I am not a big fan of lectures. The single best piece of advice I received at medical school was not to attend. I therefore skipped lectures for three years (although I got the handouts). It is not that all lectures are bad, they are not. It is just that often they are used for ‘content delivery’, much as we think about delivery of a takeaway. They are ill suited to this role, now that we can write and distribute text cheaply. Good lectures serve a different purpose, but you don’t need too many of them and, in my experience of medicine, there are very few people who lecture well. Lecturing well means choosing those fragments of a domain that lend themselves to this media type. Lectures are (and should be) theatre, but the theatre of the mind needs more.
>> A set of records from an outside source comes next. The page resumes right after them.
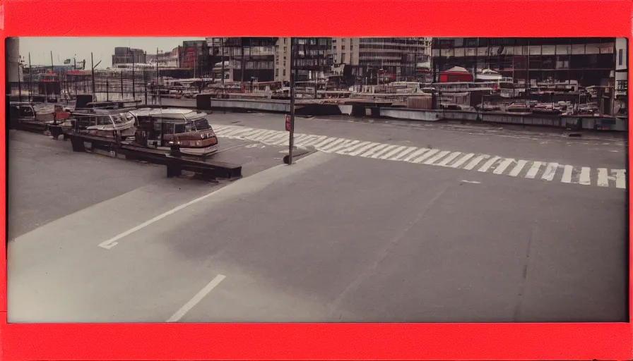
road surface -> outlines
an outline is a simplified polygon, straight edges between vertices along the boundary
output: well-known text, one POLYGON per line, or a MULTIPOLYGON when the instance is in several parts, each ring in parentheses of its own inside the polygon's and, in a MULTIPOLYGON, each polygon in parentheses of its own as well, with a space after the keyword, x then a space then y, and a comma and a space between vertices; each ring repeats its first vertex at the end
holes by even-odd
POLYGON ((288 166, 283 116, 210 119, 243 179, 14 137, 9 322, 627 319, 622 139, 299 118, 288 166))

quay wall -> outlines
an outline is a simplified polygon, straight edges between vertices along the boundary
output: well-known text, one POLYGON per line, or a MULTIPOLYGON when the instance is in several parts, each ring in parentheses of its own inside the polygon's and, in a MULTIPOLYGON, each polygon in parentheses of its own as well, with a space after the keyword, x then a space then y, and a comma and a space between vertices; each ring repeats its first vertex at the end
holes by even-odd
MULTIPOLYGON (((163 102, 163 104, 167 103, 163 102)), ((176 103, 176 102, 174 102, 176 103)), ((193 103, 191 102, 191 103, 193 103)), ((287 100, 259 99, 219 99, 199 97, 196 99, 196 107, 200 110, 225 109, 234 111, 261 111, 290 113, 290 102, 287 100)), ((595 129, 596 126, 610 130, 627 131, 628 119, 593 116, 569 116, 533 114, 531 113, 478 112, 456 110, 412 109, 403 107, 381 106, 375 104, 362 105, 318 104, 298 101, 295 114, 300 116, 371 116, 413 121, 463 121, 500 124, 570 128, 572 129, 595 129)), ((166 104, 167 105, 167 104, 166 104)), ((177 106, 176 104, 169 105, 177 106)), ((192 104, 193 105, 193 104, 192 104)))

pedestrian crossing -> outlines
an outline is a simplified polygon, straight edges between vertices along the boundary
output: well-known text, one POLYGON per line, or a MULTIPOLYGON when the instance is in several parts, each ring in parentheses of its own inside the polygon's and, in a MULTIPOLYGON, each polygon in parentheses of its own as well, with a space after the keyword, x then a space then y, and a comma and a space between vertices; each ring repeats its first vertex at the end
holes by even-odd
MULTIPOLYGON (((236 126, 213 127, 218 137, 288 145, 288 133, 236 126)), ((362 141, 324 135, 295 134, 297 146, 327 153, 406 161, 510 177, 582 185, 626 189, 625 169, 590 168, 499 156, 362 141)))

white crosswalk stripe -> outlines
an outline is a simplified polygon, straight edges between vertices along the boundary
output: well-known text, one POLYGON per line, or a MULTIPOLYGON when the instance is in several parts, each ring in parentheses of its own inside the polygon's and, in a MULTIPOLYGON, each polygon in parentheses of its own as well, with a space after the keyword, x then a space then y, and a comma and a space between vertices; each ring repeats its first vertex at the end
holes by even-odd
MULTIPOLYGON (((214 127, 214 130, 220 137, 258 141, 271 145, 288 145, 288 133, 285 131, 239 126, 219 126, 214 127)), ((627 187, 627 172, 625 169, 579 167, 555 162, 515 159, 496 155, 463 153, 311 134, 295 133, 295 144, 297 146, 314 147, 321 152, 337 154, 476 171, 547 182, 620 189, 626 189, 627 187)))

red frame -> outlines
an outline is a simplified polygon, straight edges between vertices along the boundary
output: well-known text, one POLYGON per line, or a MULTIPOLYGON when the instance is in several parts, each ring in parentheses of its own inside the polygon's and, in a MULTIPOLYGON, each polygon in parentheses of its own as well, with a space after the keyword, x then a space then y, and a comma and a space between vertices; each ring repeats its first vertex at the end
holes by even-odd
MULTIPOLYGON (((620 0, 7 0, 0 4, 0 31, 4 37, 591 36, 630 41, 632 8, 631 1, 620 0), (150 6, 161 8, 160 21, 147 11, 150 6), (451 11, 456 8, 459 19, 451 11), (490 8, 499 16, 491 18, 490 8), (289 12, 301 16, 279 17, 289 12), (74 16, 81 13, 90 16, 74 16), (213 16, 218 13, 235 15, 213 16), (490 25, 481 26, 486 21, 490 25)), ((4 71, 4 57, 1 61, 4 71)), ((6 150, 0 143, 0 152, 6 150)), ((6 185, 6 177, 0 182, 6 185)), ((6 256, 4 247, 1 252, 6 256)), ((4 360, 633 358, 630 317, 629 323, 612 324, 7 324, 6 264, 1 270, 4 360)), ((629 288, 629 311, 632 299, 629 288)))

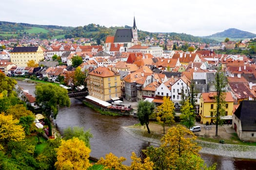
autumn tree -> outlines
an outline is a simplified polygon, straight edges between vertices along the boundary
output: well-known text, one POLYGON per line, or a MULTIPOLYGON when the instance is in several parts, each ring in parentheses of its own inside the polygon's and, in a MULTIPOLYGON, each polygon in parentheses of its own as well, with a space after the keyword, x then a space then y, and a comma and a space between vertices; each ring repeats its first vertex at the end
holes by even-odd
POLYGON ((72 66, 74 68, 77 68, 83 63, 82 57, 78 55, 73 56, 71 59, 71 61, 72 62, 72 66))
POLYGON ((72 128, 69 127, 64 130, 64 140, 68 140, 75 137, 83 141, 85 146, 90 148, 90 138, 93 137, 93 135, 90 133, 90 130, 85 132, 83 128, 78 126, 74 126, 72 128))
POLYGON ((36 68, 36 67, 39 67, 39 66, 38 63, 36 63, 36 62, 35 62, 35 60, 29 60, 26 63, 26 64, 27 64, 27 67, 31 67, 33 68, 36 68))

By chance, I came across the following thoughts from the preface to the Ascent of Man (the TV series and the book). Bronowski understood many things, and I still marvel at how prescient his ideas were.
If television is not used to make these thoughts concrete, it is wasted. The unravelling of ideas is, in any case, an intimate and personal endeavour, and here we come to the common ground between television and the printed book. Unlike a lecture or a cinema show, television is not directed to crowds. It is addressed to two or three people in a room, as a conversation face to face – a one-sided conversation for the most part, as the book is, but homely and Socratic nevertheless. To me, absorbed in the philosophic undercurrents of knowledge, this is the most attractive gift of television, by which it may yet become as persuasive an intellectual force as the book.
The printed book has one added freedom beyond this: it is not remorselessly bound to the forward direction of time, as any spoken discourse is. The reader can do what the viewer and the listener cannot, which is to pause and reflect, turn the pages back and the argument over, compare one fact with another and, in general, appreciate the detail of evidence without being distracted by it.
Then there was PowerPoint and lecture capture.